L'article 1er supprime la saisine d'office du juge : seul le président du conseil général pourrait désormais le saisir. Le juge se prononcera sur l'attribution de la part des allocations due au titre de l'enfant placé au vu d'un rapport établi par le service de l'ASE. Il pourra octroyer cette part à la famille totalement ou partiellement ; en ce cas, la somme restante reviendra à l'ASE.

Créée en 1986, l'allocation de rentrée scolaire est versée annuellement sous condition de ressources pour compenser les frais spécifiques liés à la rentrée de chaque enfant scolarisés âgés de six à dix-huit ans. Son montant, modulé selon l'âge de l'enfant depuis 2008, a été revalorisé de 25 % à la rentrée 2012. Lorsqu'un enfant est confié à l'ASE, cette allocation continue elle aussi d'être entièrement versée à la famille, alors que le département supporte la totalité des dépenses liées à la scolarisation.

Pour mettre fin à une incohérence qui porte atteinte à l'équité entre les familles, l'article 2 de la proposition de loi pose, dans le code de la sécurité sociale, le principe selon lequel l'allocation de rentrée scolaire d'un enfant confié à l'ASE est versée à ce service. Les pouvoirs du juge en matière d'attribution de l'aide seraient alors les mêmes que pour les allocations familiales.

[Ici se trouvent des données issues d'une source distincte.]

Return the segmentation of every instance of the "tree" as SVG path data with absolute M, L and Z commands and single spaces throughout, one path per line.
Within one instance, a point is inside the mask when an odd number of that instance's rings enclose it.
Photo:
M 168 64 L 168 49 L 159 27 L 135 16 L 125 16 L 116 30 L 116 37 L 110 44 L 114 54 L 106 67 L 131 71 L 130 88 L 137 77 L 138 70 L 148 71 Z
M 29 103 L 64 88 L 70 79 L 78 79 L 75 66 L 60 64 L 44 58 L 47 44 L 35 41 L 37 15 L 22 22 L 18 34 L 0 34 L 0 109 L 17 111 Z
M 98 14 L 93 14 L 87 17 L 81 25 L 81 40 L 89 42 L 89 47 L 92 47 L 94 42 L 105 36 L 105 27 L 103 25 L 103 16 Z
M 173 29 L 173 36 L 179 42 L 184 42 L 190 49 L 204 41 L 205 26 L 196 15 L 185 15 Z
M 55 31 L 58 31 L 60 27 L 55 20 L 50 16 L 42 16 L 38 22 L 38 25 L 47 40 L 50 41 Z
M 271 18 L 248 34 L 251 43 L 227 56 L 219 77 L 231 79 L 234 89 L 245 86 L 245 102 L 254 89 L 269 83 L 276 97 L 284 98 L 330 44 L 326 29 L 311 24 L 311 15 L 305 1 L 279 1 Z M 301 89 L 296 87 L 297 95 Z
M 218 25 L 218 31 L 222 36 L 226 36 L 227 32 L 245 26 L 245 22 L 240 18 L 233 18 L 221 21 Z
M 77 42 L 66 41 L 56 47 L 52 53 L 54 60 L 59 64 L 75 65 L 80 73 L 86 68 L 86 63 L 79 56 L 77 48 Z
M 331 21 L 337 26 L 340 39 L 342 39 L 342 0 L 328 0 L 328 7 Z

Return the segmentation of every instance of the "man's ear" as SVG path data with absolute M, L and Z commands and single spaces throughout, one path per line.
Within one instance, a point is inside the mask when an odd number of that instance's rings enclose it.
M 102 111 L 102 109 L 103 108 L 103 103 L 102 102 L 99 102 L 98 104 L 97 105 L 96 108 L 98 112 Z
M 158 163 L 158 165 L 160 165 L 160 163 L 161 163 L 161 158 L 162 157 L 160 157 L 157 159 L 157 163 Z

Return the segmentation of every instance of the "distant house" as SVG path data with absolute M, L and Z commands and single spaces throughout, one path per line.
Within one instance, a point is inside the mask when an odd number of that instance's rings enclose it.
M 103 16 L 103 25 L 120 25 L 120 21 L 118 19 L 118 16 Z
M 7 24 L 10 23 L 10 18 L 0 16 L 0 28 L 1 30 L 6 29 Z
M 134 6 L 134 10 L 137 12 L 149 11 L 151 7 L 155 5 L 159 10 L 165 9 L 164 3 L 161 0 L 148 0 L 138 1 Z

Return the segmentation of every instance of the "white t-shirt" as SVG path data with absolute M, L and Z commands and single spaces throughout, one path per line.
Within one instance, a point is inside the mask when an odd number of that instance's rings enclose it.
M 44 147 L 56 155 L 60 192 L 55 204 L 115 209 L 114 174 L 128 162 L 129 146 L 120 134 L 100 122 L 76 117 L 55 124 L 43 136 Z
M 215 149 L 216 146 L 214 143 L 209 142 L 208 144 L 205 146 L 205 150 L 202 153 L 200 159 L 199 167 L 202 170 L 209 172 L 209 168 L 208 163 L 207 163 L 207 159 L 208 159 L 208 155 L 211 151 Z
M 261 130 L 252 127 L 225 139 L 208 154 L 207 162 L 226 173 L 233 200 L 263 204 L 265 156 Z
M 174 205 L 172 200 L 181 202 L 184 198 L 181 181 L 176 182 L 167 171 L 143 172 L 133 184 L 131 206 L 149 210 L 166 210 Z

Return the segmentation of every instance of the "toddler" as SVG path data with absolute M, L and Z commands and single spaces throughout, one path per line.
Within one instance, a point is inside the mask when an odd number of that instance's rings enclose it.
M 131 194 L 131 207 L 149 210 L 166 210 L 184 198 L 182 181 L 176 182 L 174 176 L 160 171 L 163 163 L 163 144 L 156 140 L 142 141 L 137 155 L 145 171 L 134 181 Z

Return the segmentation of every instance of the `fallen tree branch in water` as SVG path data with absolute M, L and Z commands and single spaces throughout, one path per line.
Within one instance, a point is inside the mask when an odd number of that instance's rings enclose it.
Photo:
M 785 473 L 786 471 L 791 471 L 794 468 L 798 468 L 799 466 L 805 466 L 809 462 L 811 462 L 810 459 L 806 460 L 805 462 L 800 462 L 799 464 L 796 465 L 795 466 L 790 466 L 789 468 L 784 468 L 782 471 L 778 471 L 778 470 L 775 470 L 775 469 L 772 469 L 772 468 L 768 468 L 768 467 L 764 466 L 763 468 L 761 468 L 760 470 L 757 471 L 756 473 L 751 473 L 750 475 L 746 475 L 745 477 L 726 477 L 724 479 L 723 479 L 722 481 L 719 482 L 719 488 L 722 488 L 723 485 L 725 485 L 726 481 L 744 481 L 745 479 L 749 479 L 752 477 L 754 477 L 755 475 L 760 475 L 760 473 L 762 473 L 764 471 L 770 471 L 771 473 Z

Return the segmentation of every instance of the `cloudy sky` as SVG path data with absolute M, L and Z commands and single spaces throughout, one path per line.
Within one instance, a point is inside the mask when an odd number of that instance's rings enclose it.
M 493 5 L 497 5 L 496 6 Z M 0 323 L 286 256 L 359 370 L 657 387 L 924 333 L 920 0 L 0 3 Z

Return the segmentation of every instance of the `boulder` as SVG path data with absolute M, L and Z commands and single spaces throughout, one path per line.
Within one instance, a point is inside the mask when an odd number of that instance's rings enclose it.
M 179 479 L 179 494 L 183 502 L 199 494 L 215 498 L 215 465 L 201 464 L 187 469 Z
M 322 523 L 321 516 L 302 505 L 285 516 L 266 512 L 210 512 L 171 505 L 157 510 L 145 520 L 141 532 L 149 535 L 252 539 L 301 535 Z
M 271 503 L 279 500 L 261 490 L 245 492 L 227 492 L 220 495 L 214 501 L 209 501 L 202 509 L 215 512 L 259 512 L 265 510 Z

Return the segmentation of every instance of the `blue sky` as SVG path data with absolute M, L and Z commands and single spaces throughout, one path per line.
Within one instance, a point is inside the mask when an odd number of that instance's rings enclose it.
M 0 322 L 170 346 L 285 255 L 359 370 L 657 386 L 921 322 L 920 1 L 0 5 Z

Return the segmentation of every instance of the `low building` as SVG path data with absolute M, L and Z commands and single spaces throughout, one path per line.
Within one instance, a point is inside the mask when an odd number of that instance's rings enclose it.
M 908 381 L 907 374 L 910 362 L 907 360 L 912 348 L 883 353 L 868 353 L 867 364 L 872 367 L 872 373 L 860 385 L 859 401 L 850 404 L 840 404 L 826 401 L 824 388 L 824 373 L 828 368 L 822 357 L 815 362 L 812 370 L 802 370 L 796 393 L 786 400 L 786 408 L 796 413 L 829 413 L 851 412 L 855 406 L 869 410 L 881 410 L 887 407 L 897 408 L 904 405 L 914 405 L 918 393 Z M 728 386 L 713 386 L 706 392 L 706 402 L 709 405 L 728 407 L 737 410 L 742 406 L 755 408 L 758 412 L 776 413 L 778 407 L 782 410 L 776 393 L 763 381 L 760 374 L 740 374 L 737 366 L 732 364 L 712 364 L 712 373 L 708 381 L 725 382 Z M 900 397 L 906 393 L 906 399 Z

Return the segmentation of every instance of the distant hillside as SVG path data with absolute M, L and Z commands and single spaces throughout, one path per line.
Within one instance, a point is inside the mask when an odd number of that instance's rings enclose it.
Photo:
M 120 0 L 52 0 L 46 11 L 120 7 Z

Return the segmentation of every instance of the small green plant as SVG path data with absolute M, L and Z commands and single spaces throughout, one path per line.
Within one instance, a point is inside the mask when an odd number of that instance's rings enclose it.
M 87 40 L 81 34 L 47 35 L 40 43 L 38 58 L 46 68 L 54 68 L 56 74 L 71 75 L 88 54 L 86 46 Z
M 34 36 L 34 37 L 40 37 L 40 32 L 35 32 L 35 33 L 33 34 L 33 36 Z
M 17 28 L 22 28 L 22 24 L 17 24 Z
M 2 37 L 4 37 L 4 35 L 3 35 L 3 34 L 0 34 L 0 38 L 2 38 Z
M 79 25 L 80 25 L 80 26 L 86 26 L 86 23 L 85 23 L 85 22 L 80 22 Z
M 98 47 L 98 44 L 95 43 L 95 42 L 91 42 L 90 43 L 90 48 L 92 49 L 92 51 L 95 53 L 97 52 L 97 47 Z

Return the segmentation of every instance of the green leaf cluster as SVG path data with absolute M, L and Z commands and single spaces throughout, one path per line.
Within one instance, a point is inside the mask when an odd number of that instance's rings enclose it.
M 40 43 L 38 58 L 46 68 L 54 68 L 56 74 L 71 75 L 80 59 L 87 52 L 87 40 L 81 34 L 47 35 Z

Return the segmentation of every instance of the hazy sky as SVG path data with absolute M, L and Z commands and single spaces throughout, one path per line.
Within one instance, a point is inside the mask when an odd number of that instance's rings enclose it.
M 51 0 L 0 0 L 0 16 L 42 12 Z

Lors de mes auditions, j'ai acquis la conviction que la saisine d'office du juge devait être maintenue puisque l'attribution des allocations découle directement de la décision de placement. Celles-ci constituent en effet, selon l'association française des magistrats de la jeunesse et de la famille, « un instrument de politique judiciaire » indispensable au « travail de pédagogie » mené par le juge auprès des parents. Toutefois, je vous proposerai par amendement que la part réservée aux parents ne puisse excéder 35 %. Entre le souci de ne pas pénaliser les familles et la volonté de reconnaître la charge supportée les départements, il s'agit d'une solution équilibrée. En outre, en modulant la part attribuée aux parents, le juge ajustera sa décision aux situations individuelles. Cela aura un rôle incitatif puisqu'en cas de retour de l'enfant dans sa famille, celle-ci récupèrera l'entier bénéfice des allocations familiales.

Les représentants des juges ont approuvé le principe du versement de l'allocation de rentrée scolaire à l'ASE en cas de placement, au motif que cette prestation « vise un objectif précis : le financement des fournitures scolaires lors de la rentrée des classes. ». Dans la mesure où cette allocation ne constitue pas un moyen de négociation avec les parents, l'intervention des juges ne se justifie pas. Je vous proposerai en conséquence de supprimer les dispositions de l'article 2 de la proposition de loi y afférentes.

Ainsi modifié, le texte me semble apporter une réponse équilibrée aux questions soulevées ; revenir à la volonté initiale du législateur et restaurer l'équité entre les familles.